As the bacchanalian loitering continued, as did Oostergouw’s journey on foot
The town, a small seaport on the southern lip of the mouth of the River Broad, was roughly five miles from the geographical intersection of Bradbury Vale. Sunk was known to thrive with commerce as the sun rose and cursed with amorality as it fell. Or was it the other way around?! Oostergouw was never truly certain.
Leaving the feline-infested alleyway, which played host to pathetic religious shrines honouring local gods, Oostergouw strode up the cobbled hill. Breathing in the fresh, sea-salt air, he entered an urban square walled by sun-baked hovels. The crumbling walls weeped with piss-washed laundry. In the centre of the court huddled a gaggle of wiry little whores, boys and girls, drearily awaiting their next buggering. Oostergouw spat on the ground as he passed their rat-eyed keepers, who sneered rapaciously back at the magician.
"Keep moving, dog!" One of them snarled to Oostergouw, who did indeed find his pace quickened by the sly shimmer of steel amidst the traders in prepubescent agony.
Life on the streets of Sunk had improved somewhat, Oostergouw mused darkly to himself. You were now generously warned before your assailment.

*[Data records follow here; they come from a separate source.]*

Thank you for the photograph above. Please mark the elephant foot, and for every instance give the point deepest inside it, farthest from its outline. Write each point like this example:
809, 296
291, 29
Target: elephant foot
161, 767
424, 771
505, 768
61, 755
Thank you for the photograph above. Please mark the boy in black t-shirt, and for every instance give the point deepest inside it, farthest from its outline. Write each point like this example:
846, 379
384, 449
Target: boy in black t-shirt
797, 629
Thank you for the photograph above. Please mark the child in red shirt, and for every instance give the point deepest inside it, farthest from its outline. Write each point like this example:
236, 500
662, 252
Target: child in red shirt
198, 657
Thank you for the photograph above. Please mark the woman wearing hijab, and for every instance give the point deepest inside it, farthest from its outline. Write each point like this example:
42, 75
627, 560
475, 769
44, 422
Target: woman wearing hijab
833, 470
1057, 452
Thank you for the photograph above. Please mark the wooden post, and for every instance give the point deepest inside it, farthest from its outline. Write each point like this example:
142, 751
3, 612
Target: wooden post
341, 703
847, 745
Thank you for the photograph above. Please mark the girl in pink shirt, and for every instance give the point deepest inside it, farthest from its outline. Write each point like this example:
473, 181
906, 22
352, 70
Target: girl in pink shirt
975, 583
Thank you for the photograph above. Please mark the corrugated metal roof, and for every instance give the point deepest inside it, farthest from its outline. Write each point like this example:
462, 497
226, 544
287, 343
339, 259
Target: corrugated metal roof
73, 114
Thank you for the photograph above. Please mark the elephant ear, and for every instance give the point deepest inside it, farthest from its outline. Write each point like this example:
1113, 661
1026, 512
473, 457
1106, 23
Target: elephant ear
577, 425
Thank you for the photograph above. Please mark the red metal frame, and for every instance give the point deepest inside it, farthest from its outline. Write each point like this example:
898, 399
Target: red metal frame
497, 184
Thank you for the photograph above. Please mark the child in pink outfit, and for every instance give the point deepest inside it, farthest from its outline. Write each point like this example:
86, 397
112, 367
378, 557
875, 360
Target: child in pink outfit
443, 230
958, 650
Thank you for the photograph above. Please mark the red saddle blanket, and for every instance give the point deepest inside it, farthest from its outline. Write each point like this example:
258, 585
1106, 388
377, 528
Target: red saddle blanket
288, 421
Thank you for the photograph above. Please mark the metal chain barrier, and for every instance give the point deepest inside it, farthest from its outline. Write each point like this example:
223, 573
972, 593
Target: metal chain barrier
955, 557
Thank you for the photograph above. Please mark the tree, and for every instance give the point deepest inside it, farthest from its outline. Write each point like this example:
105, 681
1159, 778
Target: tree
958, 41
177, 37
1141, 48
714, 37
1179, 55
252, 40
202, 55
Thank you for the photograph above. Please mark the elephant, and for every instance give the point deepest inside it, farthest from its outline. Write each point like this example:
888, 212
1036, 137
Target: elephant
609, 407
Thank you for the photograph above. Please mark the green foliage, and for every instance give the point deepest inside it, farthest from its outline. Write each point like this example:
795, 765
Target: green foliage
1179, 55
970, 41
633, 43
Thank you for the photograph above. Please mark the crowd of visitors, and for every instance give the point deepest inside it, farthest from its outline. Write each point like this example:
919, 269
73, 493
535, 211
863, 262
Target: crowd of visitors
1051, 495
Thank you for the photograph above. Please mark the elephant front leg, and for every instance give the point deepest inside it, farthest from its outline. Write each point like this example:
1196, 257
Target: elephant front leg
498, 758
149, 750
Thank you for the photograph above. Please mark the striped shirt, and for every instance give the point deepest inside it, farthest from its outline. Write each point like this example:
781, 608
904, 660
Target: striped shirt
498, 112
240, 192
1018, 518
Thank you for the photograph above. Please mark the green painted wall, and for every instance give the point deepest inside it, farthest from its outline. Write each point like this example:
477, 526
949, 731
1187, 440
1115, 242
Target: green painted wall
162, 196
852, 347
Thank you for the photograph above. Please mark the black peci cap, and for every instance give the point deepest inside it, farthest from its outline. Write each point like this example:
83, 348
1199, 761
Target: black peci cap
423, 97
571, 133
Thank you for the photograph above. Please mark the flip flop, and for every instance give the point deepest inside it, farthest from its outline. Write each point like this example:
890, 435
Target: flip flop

Before moving on from the court altogether, Oostergouw began scanning the minds of the child-mongers for whence their ill-gotten silver might be stashed, but something interfered, something that Oostergouw could not explain. It was not an aggressive act, nor even an intelligent or seemingly-conscious one, but the chance meeting of a magic that diluted his own. Perhaps his craft did the same to theirs, if the power indeed had an owner.
Sheepishly ducking out of sight, Oostergouw rested for a moment by a dried-up drinking fountain set into a wall, awaiting the clearing of his mind. His travel exhaustion could very well be playing tricks on him, he reasoned. Yes, that must be it!
Once the unfamiliar and disturbing sensation had passed, Oosterouw continued on his way, minding to dwell on the matter no further. He found Nickel Way, a barrel graveyard set between two warehouses, and the small bridge beyond. The holy man had directed him well. Oosterouw dutifully crossed the bridge, then located the line of rivalling coach yards with little stress. Choosing the company with the soberest-looking driver, Oostergouw boarded a stage bound for Waddlescross, a parish inland close to the Bradbury Vale, and hooded his weary head for sleep.